Idea: Function autoloading using dummy namespaces

8 years ago by Rowan Collins — view source

unread

Hi All,

In the discussion of escaping mechanisms, it's once again come up that
functions lack autoloading, and thus are hard to work with in larger
code bases.

Previous solutions to this, most notably Anthony Ferrara's very thorough
RFC [1], have looked at adding new modes for the existing autoload
functions, or new functions alongside, to specify the type being autoloaded.

A common response is that you can just use a class with static methods,
and thus leverage the existing autoload mechanism. But the introduction
of "static class" or "abstract final class" was rejected [2] in part
with the opposite justification: that you shouldn't need a class to hold
static methods now that we have namespaced functions.
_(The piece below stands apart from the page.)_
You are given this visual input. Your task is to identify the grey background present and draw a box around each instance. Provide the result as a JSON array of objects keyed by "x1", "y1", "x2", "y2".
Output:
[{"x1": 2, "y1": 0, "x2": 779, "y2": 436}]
How about an alternative approach where a function inside a namespace
can be autoloaded using the existing callback, by using a reserved
namespace segment? So to autoload function "foo\bar()", the engine would
construct a string like "__function\foo\bar" or "foo__function\bar",
and pass that to the registered autoloader stack.

This shouldn't result in errors or misbehaviour from existing
autoloaders, it just won't find anything to load. An autoloader that
knows how can then use the namespace path to determine what to load,
probably something like "src/foo/functions.php".

The focus on namespaced functions reflects the fact that
one-file-per-function is rare and somewhat unwieldy, so a call to load
"__function\foo" is unlikely to be that useful in practice.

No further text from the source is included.